Apresentação Bem, iniciar um texto não é uma tarefa muito fácil pra mim, pois sempre fico perdida sem saber a palavra exata para começar, e a vontade que tenho é de sempre começar do meio pro inicio ou do final. Pois dissertar sobre temas que me descola e instiga sempre vieram acompanhados dos sentimentos de necessidades de falar sobre nossas lutas seculares e do tempo presente, das nossas memórias, modos de existência, sobrevivência, de viver e ser nesta sociedade estruturada na cripta do racismo, que de desenvolveu na usurpação de povo e etnias africanas, reduzindo-o a eles e seus descendentes a objetos da maquina do capitalismo. É a partir deste desejo de compreender os modos de ser, viver e sobreviver do povo preto nesta sociedade desigual racial e socialmente que esta pesquisa começou, ela não nasceu depois de leituras acadêmicas ou das aulas na faculdade, mas sim, da minha vivencia desde a minha infância, adolescência e mais tarde como mulher negra, periférica e camelô. Da minha vivencia familiar construída pelas palavras da minha Mãe, quando costuma dizer que somos temos três “P”, Preta, Pobre e Periférica, sempre como muito sorriso no rosto e ao som do Ilê que através de suas letras, batuque, dança e beleza e ela nos ensina o que é ser “PPP”. Condição que pra nós não é motivo de vergonha, muito pelo con-

trário de orgulho e de luta, para conseguir subverter e sobreviver a essa estrutura desigual imposta a nós. Desde que comecei o curso de história no campus XVIII, na UNEB em Eunápolis, tinha a certeza que falaria um fragmento da minha história, a história da população negra, fosse ela soterapolitana, baiana ou brasileira. Logo quando ingressei no curso só pensava em escrever sobre as Negras de ganho, isso porque cresci sendo educadas por elas, todas as minhas Tias e minha Mãe são baianas de acarajé, sendo a minha avó materna e suas irmãs as pioneiras da família, onde desenvolviam o trabalho no tabuleiro para poder garantir que seus filhos e filhas pudesses freqüentar a escola e assim suas irmãs também deram continuidade, elas tiveram pontos de acarajé em vários bairros de Salvador, um na Liberdade, próximo a entrada do Curuzú em frente à antiga delegacia, Marechal Rondon, Pernambués e no Nordeste de Amaralina todos bairros populares e majoritariamente negros locais onde elas possuíam residência.

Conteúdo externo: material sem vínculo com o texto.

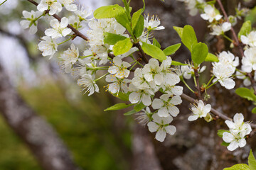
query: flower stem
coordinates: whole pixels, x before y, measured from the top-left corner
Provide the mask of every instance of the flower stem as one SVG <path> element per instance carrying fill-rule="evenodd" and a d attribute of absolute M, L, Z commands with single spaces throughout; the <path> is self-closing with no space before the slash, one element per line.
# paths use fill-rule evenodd
<path fill-rule="evenodd" d="M 192 91 L 193 94 L 195 93 L 195 91 L 191 89 L 191 88 L 188 86 L 188 84 L 186 84 L 186 82 L 184 81 L 184 79 L 181 79 L 181 81 L 185 84 L 185 86 L 191 91 Z"/>
<path fill-rule="evenodd" d="M 58 45 L 61 45 L 61 44 L 63 44 L 63 43 L 66 42 L 67 41 L 71 40 L 72 38 L 70 38 L 65 40 L 65 41 L 61 42 L 60 43 L 58 43 Z"/>

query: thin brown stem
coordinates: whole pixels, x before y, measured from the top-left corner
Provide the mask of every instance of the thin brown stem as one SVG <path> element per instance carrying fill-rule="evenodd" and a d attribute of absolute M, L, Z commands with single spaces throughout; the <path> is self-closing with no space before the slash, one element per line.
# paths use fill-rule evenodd
<path fill-rule="evenodd" d="M 36 5 L 36 6 L 38 6 L 38 3 L 34 1 L 33 0 L 28 0 L 28 1 L 32 3 L 33 4 L 34 4 L 34 5 Z M 54 18 L 55 18 L 56 19 L 58 19 L 58 20 L 60 22 L 61 18 L 60 18 L 60 16 L 58 16 L 56 15 L 56 14 L 53 15 L 53 16 Z M 70 28 L 70 29 L 73 30 L 73 32 L 75 33 L 75 36 L 80 37 L 80 38 L 84 39 L 84 40 L 86 40 L 86 41 L 88 41 L 88 40 L 89 40 L 88 38 L 87 38 L 85 35 L 83 35 L 82 33 L 81 33 L 80 31 L 78 31 L 77 29 L 75 29 L 75 28 L 73 28 L 73 27 L 71 26 L 70 25 L 68 24 L 67 27 L 68 27 L 68 28 Z"/>

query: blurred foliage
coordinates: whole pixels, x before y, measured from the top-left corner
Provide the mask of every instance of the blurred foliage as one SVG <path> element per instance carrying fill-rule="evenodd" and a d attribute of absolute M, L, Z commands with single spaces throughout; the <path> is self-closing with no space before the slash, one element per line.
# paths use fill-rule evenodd
<path fill-rule="evenodd" d="M 120 120 L 116 113 L 102 111 L 111 105 L 107 96 L 84 95 L 68 100 L 60 83 L 33 89 L 21 87 L 19 91 L 28 103 L 55 128 L 82 169 L 128 169 L 131 132 L 127 125 L 130 120 L 122 116 Z M 122 123 L 121 127 L 116 125 L 117 120 Z M 2 118 L 0 134 L 4 137 L 0 140 L 1 170 L 41 169 Z"/>

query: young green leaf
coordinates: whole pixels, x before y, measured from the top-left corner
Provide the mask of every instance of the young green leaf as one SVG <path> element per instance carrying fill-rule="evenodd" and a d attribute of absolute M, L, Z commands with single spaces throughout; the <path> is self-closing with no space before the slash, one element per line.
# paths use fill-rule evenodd
<path fill-rule="evenodd" d="M 131 40 L 127 38 L 117 42 L 113 47 L 113 52 L 115 56 L 127 52 L 132 47 Z"/>
<path fill-rule="evenodd" d="M 126 13 L 122 13 L 120 15 L 118 15 L 115 17 L 115 19 L 117 20 L 117 23 L 121 24 L 123 27 L 127 29 L 127 25 L 129 26 L 129 19 L 128 16 L 126 14 Z M 131 27 L 131 26 L 129 26 Z"/>
<path fill-rule="evenodd" d="M 208 49 L 205 43 L 199 42 L 194 45 L 192 50 L 192 61 L 198 64 L 201 64 L 206 58 Z"/>
<path fill-rule="evenodd" d="M 117 16 L 124 13 L 123 7 L 115 4 L 110 6 L 104 6 L 96 9 L 93 16 L 96 19 L 115 18 Z"/>
<path fill-rule="evenodd" d="M 195 30 L 192 26 L 189 25 L 184 26 L 182 33 L 181 42 L 192 52 L 193 46 L 198 42 Z"/>
<path fill-rule="evenodd" d="M 247 21 L 243 23 L 240 30 L 238 33 L 238 38 L 240 38 L 241 35 L 247 35 L 252 29 L 252 23 L 250 21 Z"/>
<path fill-rule="evenodd" d="M 255 157 L 253 156 L 252 150 L 250 151 L 248 164 L 250 169 L 256 169 L 256 160 Z"/>
<path fill-rule="evenodd" d="M 133 30 L 133 34 L 135 37 L 139 38 L 143 33 L 144 30 L 144 17 L 142 15 L 140 15 L 138 23 L 137 23 L 134 30 Z"/>
<path fill-rule="evenodd" d="M 156 40 L 156 38 L 153 38 L 153 45 L 154 45 L 154 46 L 156 46 L 156 47 L 158 47 L 159 48 L 161 48 L 161 45 L 160 45 L 160 43 Z"/>
<path fill-rule="evenodd" d="M 223 137 L 223 132 L 230 132 L 229 130 L 218 130 L 217 135 L 220 137 Z"/>
<path fill-rule="evenodd" d="M 249 101 L 256 101 L 256 96 L 252 91 L 245 88 L 240 87 L 235 90 L 235 93 L 240 97 L 247 98 Z"/>
<path fill-rule="evenodd" d="M 178 36 L 181 38 L 181 39 L 182 38 L 182 34 L 183 34 L 183 28 L 181 28 L 181 27 L 176 27 L 176 26 L 174 26 L 173 27 L 174 29 L 177 32 Z"/>
<path fill-rule="evenodd" d="M 137 111 L 135 111 L 134 110 L 129 110 L 129 112 L 124 113 L 124 115 L 129 115 L 134 114 L 135 113 L 137 113 Z"/>
<path fill-rule="evenodd" d="M 215 55 L 208 52 L 206 58 L 205 59 L 205 62 L 218 62 L 219 60 Z"/>
<path fill-rule="evenodd" d="M 256 107 L 252 108 L 252 113 L 254 113 L 254 114 L 256 114 Z"/>
<path fill-rule="evenodd" d="M 178 49 L 181 47 L 181 44 L 178 43 L 178 44 L 175 44 L 171 46 L 169 46 L 168 47 L 166 47 L 166 49 L 164 49 L 163 50 L 163 52 L 164 52 L 164 54 L 166 55 L 173 55 L 174 54 L 174 52 L 178 50 Z"/>
<path fill-rule="evenodd" d="M 249 166 L 247 164 L 239 164 L 234 165 L 230 168 L 223 169 L 223 170 L 251 170 L 251 169 L 249 168 Z"/>
<path fill-rule="evenodd" d="M 134 107 L 134 109 L 137 111 L 137 112 L 139 112 L 140 110 L 142 110 L 142 109 L 146 108 L 146 106 L 144 106 L 142 102 L 141 102 L 140 103 L 136 105 Z"/>
<path fill-rule="evenodd" d="M 171 65 L 188 65 L 188 64 L 184 64 L 184 63 L 181 63 L 179 62 L 172 60 Z"/>
<path fill-rule="evenodd" d="M 109 107 L 107 108 L 106 108 L 105 110 L 104 110 L 105 111 L 108 111 L 108 110 L 120 110 L 120 109 L 123 109 L 123 108 L 128 108 L 131 106 L 133 106 L 134 104 L 126 104 L 124 103 L 117 103 L 115 104 L 111 107 Z"/>
<path fill-rule="evenodd" d="M 115 45 L 118 41 L 127 38 L 127 37 L 110 33 L 105 33 L 104 35 L 104 43 L 109 45 Z"/>
<path fill-rule="evenodd" d="M 132 14 L 132 31 L 134 30 L 134 28 L 139 21 L 139 17 L 142 14 L 142 9 L 139 9 L 137 11 L 134 12 Z"/>
<path fill-rule="evenodd" d="M 153 58 L 157 59 L 160 61 L 163 61 L 166 59 L 166 56 L 164 55 L 164 52 L 160 48 L 154 46 L 154 45 L 150 45 L 142 42 L 142 47 L 146 54 L 150 55 Z"/>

Pois bem, aos 25 anos ingressei finalmente em uma Universidade pública, local que era o meu sonho, sempre acreditei que estudaria em uma universidade publica, pois sabia que ali era o lugar que deveria está, passei no vestibular da Universidade do Estado da Bahia - UNEB, campus XVIII em Eunápolis para o curso de Licenciatura em História. Eu tinha plena


convicção do que estava fazendo ali, quais eram os meus objetivos, sabia dos riscos e desafios que estavam por vim, mas antes de tudo sabia da luta dos meus ancestrais para que Eu pudesse chegar ali, e isso foi o que me manteve estudante da UNEB- campus XVIII. A vivência dentro da UNEB e em Eunapolis me permitiu ir além da universidade e da cidade, me permitiu conhecer as Bahias que existem dentro da Bahia. Conhecer suas encruzilhadas fora do eixo do Recônvaco Baiano. Foi um susto morar em uma cidade em que não se encontrava uma baiana de acarajé em cada esquina, ou nas sextas feiras um lugar pra comer uma comida baiana: um caruru, vatapá, uma moqueca ou um xinxim de galinha, era uma Bahia com outros hábitos e outros paladares. Foi uma cidade em que não se via a negritude expressa que conhecia de fato foi experiência necessário que me descentralizou e me levou a conhecer outras vivencias negras baianas. Foi em meio a este momento de reconhecer a Bahia que conheci a cidade de Belmonte, agora pessoalmente não, mas a partir das memórias da minha vinha Dona Dora, natural de Canavieiras que durante a minha infância ouvia suas histórias sobre Belmonte e Canavieiras, ou pelas histórias de Meu pai que ia trabalhar nas festas destas cidades. Agora passava a conhecer Belmonte a partir do meu olhar, ouvir e do meu paladar as minhas vivências começavam a existir. lembro-me do primeiro momento em que cheguei a Belmonte, pois o único sentimento que veio no momento foi, ah! Aqui posso me sentir na Bahia que conheço, aqui tem um cheiro familiar, aqui me reconheço nas pessoas nas ruas, pois diferente de Eunápolis em Belmonte eu via a população negra como via em Salvador, em Belmonte vi a bandeira do Esporte Clube Bahia estiada nas casas. Sem contar que em Belmonte

voltei a sentir o cheiro do dendê fritando acarajé as 17h, pude comer comida baiana, pois encontrei em variados lugares a venda de moqueca, catado, caranguejo, guaiamum, camarão, vatapá, caruru. Conhecer Belmonte foi diferente novamente, pois a UNEB- campus XVIII está localizada em uma região dominada por Mineiros, Capixabas e Estrangeiros todos majoritariamente brancos, atraídos pelo progresso econômico da celulose e do turismo para a região, a maioria localizados nas cidades de: Porto Seguro, Cabrália onde predomina o turismos e Eunápolis pela industria da celulose. Com isso, quando cheguei em Belmonte o cenário foi diferente, pois lá pude perceber a população negra, na estética, na comida, na religião, nas festividades e no dia a dia. Esta minha estadia em Belmonte, foi justamente no período do carnaval, e foi justamente quando conheci a brincadeira das Negras Africanas ou “As nagôs” como são popularmente conhecidas na cidade, foi através do seu samba, sua batida dos tambores, no carnaval, me levou para um tempo e lugar que eu ainda não conhecia e que me atravessaria e me levaria para esta pesquisa. Pois foram elas um o ponto chave do surgimento da produção deste trabalho, pois somente nesta cidade vi as brincadeiras de afoxés, blocos afros e candomblé de rua, práticas negras que cresci vivenciando com os meus familiares e foram delas que aprendi sobre minha ancestralidade, sobre o que é ser mulher negra e sobre como sobreviver neste corpo enegrecido.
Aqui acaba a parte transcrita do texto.